N-terminal and C-terminal modifications affect folding, release from the ribosomes and stability of in vitro synthesized proteins

Abstract

Important aspects of translation are release and folding of the synthesized protein into its three-dimensional structure. Studies from our group indicated that during in vitro protein synthesis a large portion of full-length polypeptides apparently accumulated as peptidyl-tRNA on ribosomes. We have also shown that some proteins though released in biologically active form may be inactivated without being degraded. These experiments were carried out by coupled transcription/translation using an Escherichia coli extract in which eukaryotic or prokaryotic test proteins were synthesized from their coding sequence inserted into specific plasmids. Experiments described here were designed to analyze the effects of N-terminal and C-terminal modifications of the coding sequence on the ribosomal release/termination process and on the stability of the newly synthesized protein. Elimination of the leader sequence in two proteins tested, mitichondrial rhodanese and bacterial beta-lactamase, caused an increase in the percentage of polypeptides released from the ribosomes relative to total synthesis.
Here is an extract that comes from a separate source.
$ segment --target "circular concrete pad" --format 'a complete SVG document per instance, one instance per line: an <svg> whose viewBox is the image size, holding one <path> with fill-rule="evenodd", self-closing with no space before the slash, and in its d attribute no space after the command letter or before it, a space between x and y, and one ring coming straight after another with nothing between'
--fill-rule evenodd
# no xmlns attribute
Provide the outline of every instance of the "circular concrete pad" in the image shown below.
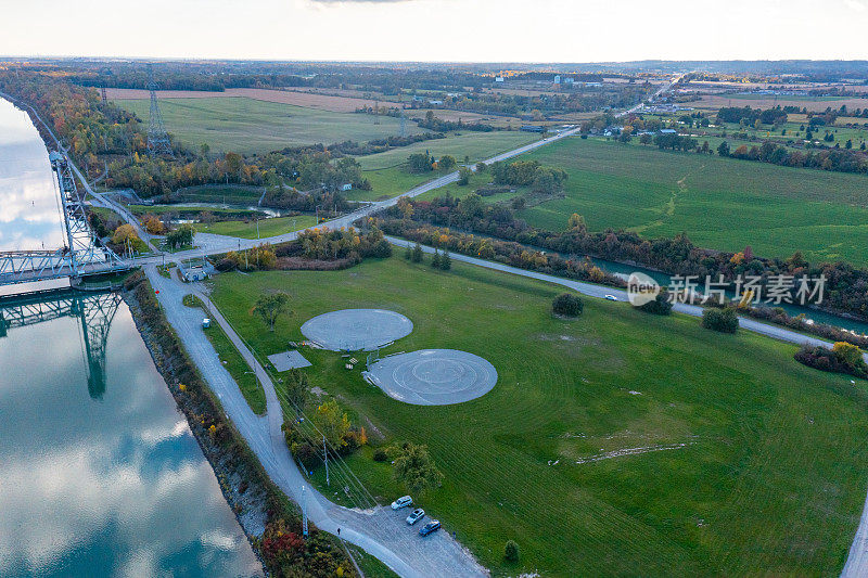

Conversely, an N-terminal extension such as a histidine-lag impaired the ribosomal release process. Also, a hydrophobic N-terminal modification of the synthesized protein reduced release of newly formed protein from the ribosomes. A C-terminal extension of the coding sequence for rhodanese by one amino acid decreased the percentage released polypeptide and furthermore affected the stability of the in vitro formed protein. We propose that a regulatory mechanism exists by which N-terminal and C-terminal sequences of a newly synthesized protein have feed-back effects on the termination factor-mediated release and on the stability of the native three-dimensional structure.